James Ford Seale | |
---|---|
Born | |
Died | August 2, 2011 | (aged 76)
Occupation | Lumber worker |
Criminal status | Deceased |
Allegiance | Ku Klux Klan |
Motive | White supremacy |
Conviction(s) | Kidnapping (18 U.S.C. § 1201) (2 counts) Conspiracy to commit kidnapping (18 U.S.C. § 1201) |
Criminal penalty | Life imprisonment |
Details | |
Victims | Henry Hezekiah Dee, 19 Charles Eddie Moore, 19 |
Date | May 2, 1964 |
Country | United States |
State(s) | Mississippi |
James Ford Seale (June 25, 1935[1] – August 2, 2011) was a Ku Klux Klan member charged by the U.S. Justice Department on January 24, 2007, and subsequently convicted on June 14, 2007, for the May 1964 kidnapping and murder of Henry Hezekiah Dee and Charles Eddie Moore, two African-American young men in Meadville, Mississippi.[2] At the time of his arrest, Seale worked at a lumber plant in Roxie, Mississippi. He also worked as a crop duster and was a police officer in Louisiana briefly in the 1970s.[3] He was a member of the militant Klan organization known as the Silver Dollar Group,[4] whose members were identified with a silver dollar; occasionally minted the year of the member's birth.[5]

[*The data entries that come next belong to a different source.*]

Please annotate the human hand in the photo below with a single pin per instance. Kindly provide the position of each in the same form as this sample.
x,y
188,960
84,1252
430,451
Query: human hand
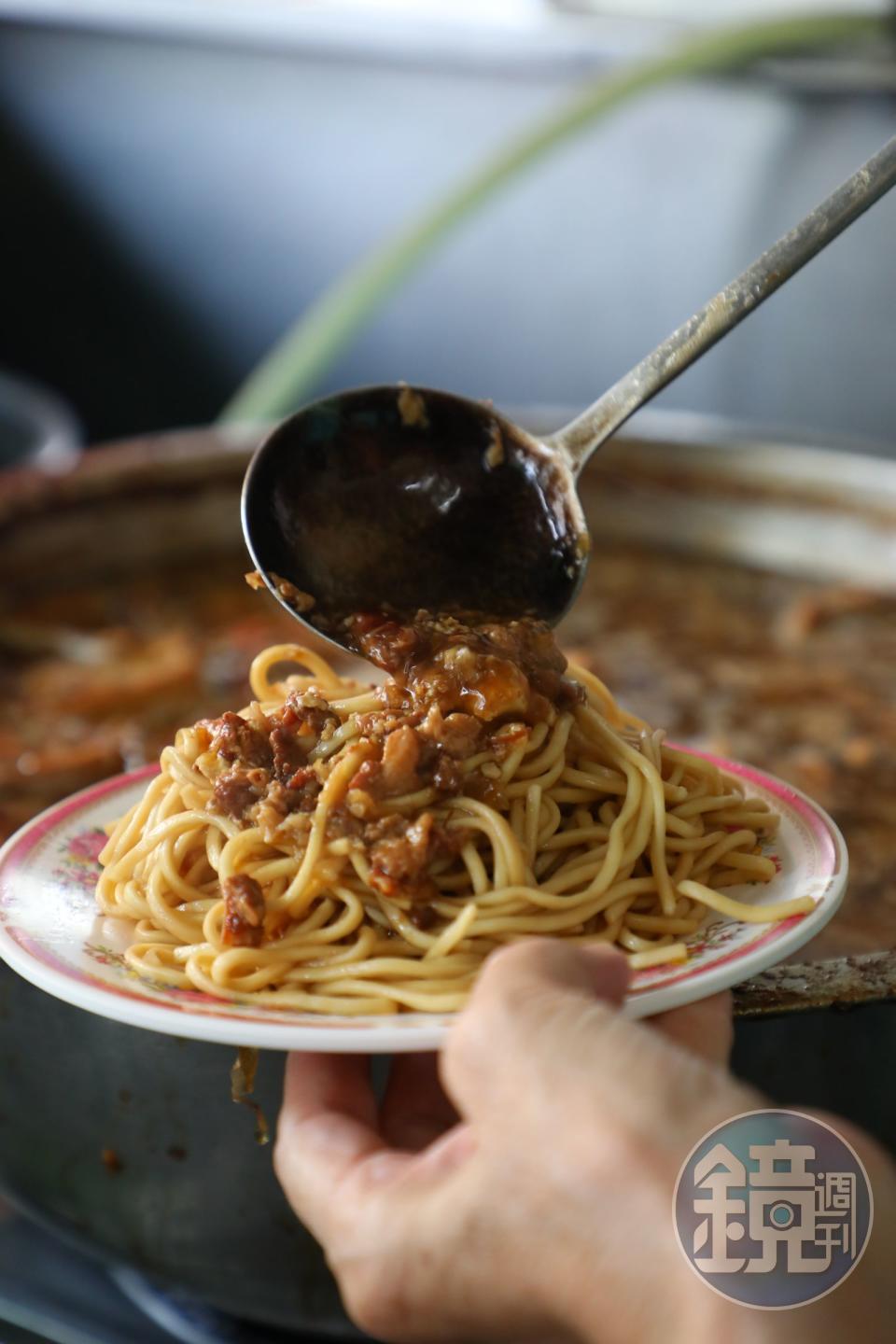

Seale was convicted on June 14, 2007, by a federal jury on one count of conspiracy to kidnap two persons, and two counts of kidnapping.[6] He was sentenced on August 24, 2007, to three life terms for his part in the 1964 murders of the two Mississippi teens. In 2008, Seale's kidnapping conviction was overturned by a panel of the United States Court of Appeals for the Fifth Circuit, before being reinstated by that court sitting en banc the following year. He was incarcerated at the Federal Correctional Institution (FCI) in Terre Haute, Indiana, where he died in 2011.[7]